Multi-GPU Programming

void multiGPU() {
    int deviceCount;
    cudaGetDeviceCount(&deviceCount);

    // Allocate data on each device
    float** d_data = new float*[deviceCount];
    cudaStream_t* streams = new cudaStream_t[deviceCount];

    for (int dev = 0; dev < deviceCount; dev++) {
        cudaSetDevice(dev);
        cudaMalloc(&d_data[dev], dataSize);
        cudaStreamCreate(&streams[dev]);

        // Launch work on this device
        kernel<<<grid, block, 0, streams[dev]>>>(d_data[dev]);
    }

    // Synchronize all devices
    for (int dev = 0; dev < deviceCount; dev++) {
        cudaSetDevice(dev);
        cudaStreamSynchronize(streams[dev]);
        cudaFree(d_data[dev]);
        cudaStreamDestroy(streams[dev]);
    }
}

Quick Reference

Memory Copy Directions

cudaMemcpyHostToDevice    // CPU → GPU
cudaMemcpyDeviceToHost    // GPU → CPU
cudaMemcpyDeviceToDevice  // GPU → GPU
cudaMemcpyHostToHost      // CPU → CPU (rarely used)

Built-in Variables

// Thread indexing
threadIdx.x, threadIdx.y, threadIdx.z  // Thread index within block
blockIdx.x, blockIdx.y, blockIdx.z     // Block index within grid
blockDim.x, blockDim.y, blockDim.z     // Block dimensions
gridDim.x, gridDim.y, gridDim.z        // Grid dimensions

// Warp information
warpSize                                // Usually 32

Mathematical Functions

// Standard math functions (slower, double precision available)
sin(), cos(), tan(), log(), exp(), sqrt(), pow()
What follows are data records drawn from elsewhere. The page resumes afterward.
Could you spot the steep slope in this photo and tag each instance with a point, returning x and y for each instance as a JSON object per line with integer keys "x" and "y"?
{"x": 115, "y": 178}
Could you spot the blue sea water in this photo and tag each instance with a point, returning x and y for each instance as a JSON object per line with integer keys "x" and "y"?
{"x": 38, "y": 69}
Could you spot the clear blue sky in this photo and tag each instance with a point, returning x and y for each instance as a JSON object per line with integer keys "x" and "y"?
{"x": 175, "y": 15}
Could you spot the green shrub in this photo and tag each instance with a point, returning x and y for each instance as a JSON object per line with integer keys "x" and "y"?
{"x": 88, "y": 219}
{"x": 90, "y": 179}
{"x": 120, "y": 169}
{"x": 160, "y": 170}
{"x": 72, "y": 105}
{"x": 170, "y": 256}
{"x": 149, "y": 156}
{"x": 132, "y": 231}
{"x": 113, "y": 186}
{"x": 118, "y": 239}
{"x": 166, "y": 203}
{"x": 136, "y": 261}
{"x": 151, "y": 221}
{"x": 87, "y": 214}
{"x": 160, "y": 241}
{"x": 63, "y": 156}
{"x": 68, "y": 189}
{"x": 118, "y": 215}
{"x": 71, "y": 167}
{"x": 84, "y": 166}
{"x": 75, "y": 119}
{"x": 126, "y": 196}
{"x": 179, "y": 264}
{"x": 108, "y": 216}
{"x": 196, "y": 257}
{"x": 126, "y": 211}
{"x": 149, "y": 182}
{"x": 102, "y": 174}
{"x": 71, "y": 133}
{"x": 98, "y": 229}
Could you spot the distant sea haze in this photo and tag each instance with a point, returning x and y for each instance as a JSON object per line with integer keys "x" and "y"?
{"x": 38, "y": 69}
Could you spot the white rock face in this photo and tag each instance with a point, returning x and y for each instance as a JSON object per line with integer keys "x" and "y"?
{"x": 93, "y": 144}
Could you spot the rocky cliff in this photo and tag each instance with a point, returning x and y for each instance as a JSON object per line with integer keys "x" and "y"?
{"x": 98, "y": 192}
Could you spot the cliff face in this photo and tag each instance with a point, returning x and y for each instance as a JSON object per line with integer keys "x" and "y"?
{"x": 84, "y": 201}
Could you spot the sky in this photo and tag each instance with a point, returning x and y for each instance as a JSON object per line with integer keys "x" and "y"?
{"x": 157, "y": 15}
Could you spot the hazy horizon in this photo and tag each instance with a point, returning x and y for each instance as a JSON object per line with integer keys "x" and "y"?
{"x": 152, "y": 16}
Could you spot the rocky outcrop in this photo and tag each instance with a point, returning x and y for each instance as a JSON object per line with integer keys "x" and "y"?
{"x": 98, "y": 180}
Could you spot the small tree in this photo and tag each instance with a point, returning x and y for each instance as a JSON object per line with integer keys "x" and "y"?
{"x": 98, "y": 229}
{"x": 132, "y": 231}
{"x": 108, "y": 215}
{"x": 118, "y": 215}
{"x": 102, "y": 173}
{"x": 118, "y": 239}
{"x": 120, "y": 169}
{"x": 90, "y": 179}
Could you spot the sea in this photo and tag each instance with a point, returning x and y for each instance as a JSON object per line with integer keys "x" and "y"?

// Fast math functions (faster, single precision only)
__sinf(), __cosf(), __tanf(), __logf(), __expf()
__fsqrt_rn(), __fdividef()

// Integer functions
__clz()      // Count leading zeros
__popc()     // Population count (number of set bits)
__brev()     // Bit reverse

Warp Shuffle Operations

// Warp shuffle functions (CC >= 3.0)
__shfl_sync(mask, var, srcLane)        // Direct lane access
__shfl_up_sync(mask, var, delta)       // Shift up
__shfl_down_sync(mask, var, delta)     // Shift down  
__shfl_xor_sync(mask, var, laneMask)   // XOR-based shuffle

// Example: Warp reduction
int value = threadIdx.x;
for (int offset = 16; offset > 0; offset /= 2) {
    value += __shfl_down_sync(0xffffffff, value, offset);
}

Common Gotchas & Best Practices

Memory Access Patterns

  • Always aim for coalesced memory access - threads in a warp should access consecutive memory addresses
  • Use shared memory for repeated data access - 100x faster than global memory
  • Avoid bank conflicts in shared memory - pad arrays or use different access patterns
  • Prefer AoS over SoA for coalesced access in most cases

Thread Management

  • Choose block sizes that are multiples of warp size (32) for best efficiency
  • Aim for high occupancy but not at all costs - sometimes fewer blocks with more shared memory is better
  • Use __syncthreads() carefully - all threads in the block must reach it
  • Avoid divergent branches within warps when possible

Performance Tips

  • Use fast math functions (__sinf, __expf, etc.) when precision allows
  • Minimize register usage to increase occupancy
  • Use texture memory for spatial locality in read-only data
  • Consider using unified memory for easier development, but profile performance
  • Profile your code with nsys/ncu to identify bottlenecks

Error Handling

  • Always check CUDA API return values using error checking macros
  • Use cudaGetLastError() after kernel launches to catch errors
  • Synchronize before error checking for kernel execution errors
  • Use CUDA-GDB for debugging device code when needed

This cheat sheet covers the essential CUDA programming concepts and patterns. For the most current information, always refer to the official CUDA documentation.